Gaia DR2 study of Herbig Ae/Be stars

Vioque, M., Oudmaijer, R. D., Baines, D., Mendigutia, I., Pérez Martínez, R. 2018. Gaia DR2 study of Herbig Ae/Be stars. Astronomy and Astrophysics 620, DOI: 10.1051/0004-6361/201832870

We use Gaia Data Release 2 (DR2) to place 252 Herbig Ae/Be stars in the Hertzsprung-Russell diagram and investigate their characteristics and properties.

Methods. For all known Herbig Ae/Be stars with parallaxes in Gaia DR2, we collected their atmospheric parameters and photometric and extinction values from the literature. To these data we added near-infrared and mid-infrared photometry, and collected H alpha emission line properties such as equivalent widths and line profiles, and their binarity status. In addition, we developed a photometric variability indicator from Gaia’s DR2 information.

Results. We provide masses, ages, luminosities, distances, photometric variabilities and IR excesses homogeneously derived for the most complete sample of Herbig Ae/Be stars to date. We find that high-mass stars have a much smaller IR excess and have much lower optical variabilities compared to lower-mass stars, with the break at around 7 M-circle dot. H alpha emission is generally correlated with IR excess, with the correlation being stronger for IR emission at wavelengths tracing the hot dust closest to the star. The variability indicator as developed by us shows that similar to 25% of all Herbig Ae/Be stars are strongly variable. We observe that the strongly variable objects display doubly peaked H alpha line profiles, indicating an edge-on disk.

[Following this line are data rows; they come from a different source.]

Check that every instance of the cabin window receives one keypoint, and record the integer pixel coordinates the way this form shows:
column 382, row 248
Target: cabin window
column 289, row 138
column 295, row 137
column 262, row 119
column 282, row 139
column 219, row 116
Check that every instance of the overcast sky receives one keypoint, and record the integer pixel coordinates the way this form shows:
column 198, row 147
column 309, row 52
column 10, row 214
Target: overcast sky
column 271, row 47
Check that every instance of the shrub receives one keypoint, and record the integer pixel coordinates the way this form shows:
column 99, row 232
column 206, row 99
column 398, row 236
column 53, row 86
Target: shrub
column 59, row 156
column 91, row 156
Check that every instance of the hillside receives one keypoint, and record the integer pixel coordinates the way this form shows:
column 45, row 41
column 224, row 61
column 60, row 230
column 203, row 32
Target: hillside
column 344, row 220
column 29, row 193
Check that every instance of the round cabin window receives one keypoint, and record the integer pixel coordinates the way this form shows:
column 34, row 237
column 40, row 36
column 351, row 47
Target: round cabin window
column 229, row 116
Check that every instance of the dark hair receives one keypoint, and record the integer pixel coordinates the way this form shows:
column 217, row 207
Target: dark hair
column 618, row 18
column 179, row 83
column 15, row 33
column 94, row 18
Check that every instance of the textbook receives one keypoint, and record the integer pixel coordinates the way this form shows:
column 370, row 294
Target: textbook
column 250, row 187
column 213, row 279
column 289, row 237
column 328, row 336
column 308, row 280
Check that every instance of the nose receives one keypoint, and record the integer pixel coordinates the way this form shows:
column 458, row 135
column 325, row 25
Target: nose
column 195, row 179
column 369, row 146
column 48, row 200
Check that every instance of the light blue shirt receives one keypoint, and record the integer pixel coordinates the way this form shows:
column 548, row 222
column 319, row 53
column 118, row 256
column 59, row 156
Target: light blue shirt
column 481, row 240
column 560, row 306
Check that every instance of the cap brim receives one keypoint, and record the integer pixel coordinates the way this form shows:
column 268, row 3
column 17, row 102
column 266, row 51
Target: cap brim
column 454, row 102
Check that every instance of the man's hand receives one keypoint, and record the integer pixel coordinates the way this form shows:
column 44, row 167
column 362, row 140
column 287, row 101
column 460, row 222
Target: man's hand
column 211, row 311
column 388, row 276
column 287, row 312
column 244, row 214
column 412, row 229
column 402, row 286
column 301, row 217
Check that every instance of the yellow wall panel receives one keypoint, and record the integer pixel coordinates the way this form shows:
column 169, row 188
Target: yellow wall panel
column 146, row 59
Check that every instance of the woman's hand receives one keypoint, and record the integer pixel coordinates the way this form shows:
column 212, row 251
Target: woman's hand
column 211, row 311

Conclusions. The fraction of strongly variable Herbig Ae stars is close to that found for A-type UX Ori stars. It had been suggested that this variability is in most cases due to asymmetric dusty disk structures seen edge-on. The observation here is in strong support of this hypothesis. Finally, the difference in dust properties occurs at 7 M-circle dot, while various properties traced at UV/optical wavelengths differ at a lower mass, 3 M-circle dot. The latter has been linked to different accretion mechanisms at work, whereas the differing IR properties and photometric variabilities are related to different or differently acting (dust-)disk-dispersal mechanisms.